Disclosure of directors’ remuneration under South African company law: Is it adequate?
Authors Vela Madlela, Rehana Cassim
ISSN: 1996-2177
Affiliations: Lecturer, Department of Mercantile Law, University of South Africa; Senior Lecturer, Department of Mercantile Law, University of South Africa
Source: South African Law Journal, Volume 134 Issue 2, 2017, p. 383 – 414
Abstract
The remuneration of directors is a controversial issue in many jurisdictions in the light of the global financial crisis and the escalating remuneration packages of directors. One way of managing the escalating levels of directors’ remuneration is to compel companies to disclose the details of directors’ remuneration packages. Full disclosure of the remuneration of directors would increase transparency and accountability in the remuneration-setting process of directors. This article explores the adequacy of the Companies Act 71 of 2008 in relation to the disclosure of directors’ remuneration. It further examines the disclosure requirements of directors’ remuneration under the JSE Listings Requirements and the King Report on Governance for South Africa, 2016 (‘King IV’).
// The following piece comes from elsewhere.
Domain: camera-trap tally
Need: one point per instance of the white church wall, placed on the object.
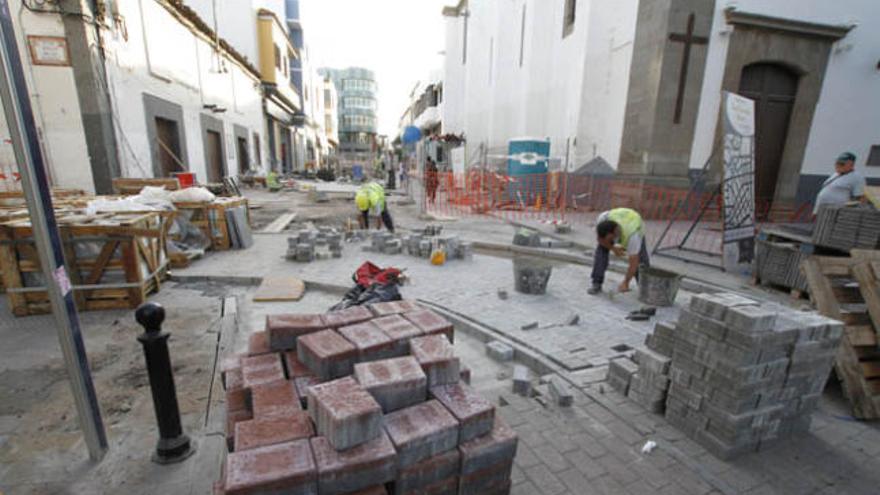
(607, 63)
(846, 117)
(492, 98)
It compares South Africa’s remuneration disclosure requirements with the legislative standards for remuneration disclosure under the Companies Act 2006 of the United Kingdom, and examines whether our disclosure requirements meet the standards of the UK Companies Act, 2006. This article concludes that the minimum standards of remuneration disclosure set by the Companies Act are too low to satisfy enhanced transparency, and suggests various proposals for strengthening the disclosure requirements of directors’ remuneration under the Companies Act.